Real-world proof? Look at CRISPR’s gene-editing revolution. It wasn’t a straight shot from bench to bedside; it was a series of jagged pivots, fueled by non-obvious connections between bacterial immunity and human disease. Or consider the rapid warp-speed of COVID vaccines: linear would’ve taken years; the leap mindset delivered in months. (The link is to my STAT article, back in 2021… Key Covid time…)
The Payoff: Rewarding the Leapers
In Noble’s world, edges compound into fortunes. In pharma, they compound into ‘cures’ - and market dominance. But here’s the challenge: these leaps require courage. Leadership must shield explorers from the linear accountants who demand quarterly KPIs. Investors must fund the fog, not just the finish line. The alternative? An industry stuck in neutral, watching agile biotechs lap the field. So, pharma pioneers: Audit your pipeline. Where are you grinding linearly when a leap beckons? Hunt those non-obvious edges. Embrace the uneven. The markets - biological and financial - will reward you handsomely.

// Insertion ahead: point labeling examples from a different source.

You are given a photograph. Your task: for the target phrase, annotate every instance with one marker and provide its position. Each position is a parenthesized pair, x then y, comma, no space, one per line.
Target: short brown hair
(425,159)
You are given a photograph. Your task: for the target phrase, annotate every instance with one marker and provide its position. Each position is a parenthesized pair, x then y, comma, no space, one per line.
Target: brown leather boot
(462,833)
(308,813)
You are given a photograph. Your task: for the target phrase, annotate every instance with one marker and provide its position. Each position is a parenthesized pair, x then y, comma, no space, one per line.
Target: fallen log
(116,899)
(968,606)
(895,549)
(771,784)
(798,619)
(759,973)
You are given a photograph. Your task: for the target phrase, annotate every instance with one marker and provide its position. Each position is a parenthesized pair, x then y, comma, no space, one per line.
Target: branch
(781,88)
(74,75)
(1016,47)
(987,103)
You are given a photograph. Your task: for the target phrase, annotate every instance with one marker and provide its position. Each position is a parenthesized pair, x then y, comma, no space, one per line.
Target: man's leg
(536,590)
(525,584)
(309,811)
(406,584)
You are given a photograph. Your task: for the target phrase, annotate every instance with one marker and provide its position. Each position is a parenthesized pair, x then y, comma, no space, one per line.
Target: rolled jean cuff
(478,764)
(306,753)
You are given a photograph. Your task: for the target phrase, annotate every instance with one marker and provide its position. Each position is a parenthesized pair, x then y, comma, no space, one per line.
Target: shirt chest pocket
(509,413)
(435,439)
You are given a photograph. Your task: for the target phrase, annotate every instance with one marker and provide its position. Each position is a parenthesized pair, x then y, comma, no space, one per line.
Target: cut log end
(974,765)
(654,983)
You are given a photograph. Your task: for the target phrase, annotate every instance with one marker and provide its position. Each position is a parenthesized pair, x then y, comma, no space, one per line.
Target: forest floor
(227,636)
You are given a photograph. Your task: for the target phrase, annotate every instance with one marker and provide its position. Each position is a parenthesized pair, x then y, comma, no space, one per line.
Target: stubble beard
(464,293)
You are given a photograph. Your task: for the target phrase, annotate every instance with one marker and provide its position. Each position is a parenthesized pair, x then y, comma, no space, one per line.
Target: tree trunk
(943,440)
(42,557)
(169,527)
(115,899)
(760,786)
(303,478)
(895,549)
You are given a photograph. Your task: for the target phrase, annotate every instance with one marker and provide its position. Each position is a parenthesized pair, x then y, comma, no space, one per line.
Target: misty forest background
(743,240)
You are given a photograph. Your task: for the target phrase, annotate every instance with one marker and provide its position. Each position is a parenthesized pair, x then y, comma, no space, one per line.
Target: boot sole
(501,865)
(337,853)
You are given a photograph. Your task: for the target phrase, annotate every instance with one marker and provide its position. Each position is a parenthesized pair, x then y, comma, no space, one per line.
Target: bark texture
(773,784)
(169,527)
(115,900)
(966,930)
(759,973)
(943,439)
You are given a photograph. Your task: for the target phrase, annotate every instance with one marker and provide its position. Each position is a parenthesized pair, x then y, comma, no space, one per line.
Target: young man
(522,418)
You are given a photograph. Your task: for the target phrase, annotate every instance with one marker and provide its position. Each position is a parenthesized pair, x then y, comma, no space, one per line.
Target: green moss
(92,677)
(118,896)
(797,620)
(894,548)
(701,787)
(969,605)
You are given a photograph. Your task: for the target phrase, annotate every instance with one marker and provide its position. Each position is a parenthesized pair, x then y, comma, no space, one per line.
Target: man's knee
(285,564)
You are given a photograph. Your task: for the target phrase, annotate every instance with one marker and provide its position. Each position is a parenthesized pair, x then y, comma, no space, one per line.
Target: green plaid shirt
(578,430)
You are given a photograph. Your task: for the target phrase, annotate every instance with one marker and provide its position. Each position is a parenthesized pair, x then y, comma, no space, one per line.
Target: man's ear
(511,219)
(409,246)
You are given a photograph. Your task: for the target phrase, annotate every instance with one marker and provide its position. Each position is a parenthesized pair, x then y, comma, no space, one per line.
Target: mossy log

*When I asked Grok to summarise my views on ‘failure’ in pharma, it gave me this:
Mike Rea, October 30, 2022, reply to a popular visualization of drug development attrition. It challenges the binary framing of success and failure in early clinical phases (Phase I/II), arguing that it distorts decision-making and learning. This post resonates deeply because it reframes failure not as an endpoint but as a flawed metric that ignores absolute numbers of dropouts versus relative rates— a common pitfall in R&D that leads to inefficient resource allocation.
Here’s the post in full:
The words ‘failure’ and ‘success’ are the wrong construct for pI/pII, because you get this…
(Quoting Alex Telford’s Sankey diagram showing that while Phase II has the highest rate of failure, Phase I accounts for the most absolute drug dropouts out of 100 entering clinical development, with only ~8 reaching approval overall.) This insight highlights how overemphasizing “success rates” in early phases can mislead teams into chasing illusory progress, rather than using data for broader learning. It sparked discussion on metrics like PTRS (Probability of Technical and Regulatory Success). In a field where ~90% of candidates fail, Rea’s point underscores the need for asymmetric, learning-focused approaches over rigid go/no-go binaries. For context, Rea often ties this to his broader critiques of pharma’s “Predict, Pick, Plan” model, which amplifies such failures by prioritizing premature predictions over adaptive exploration.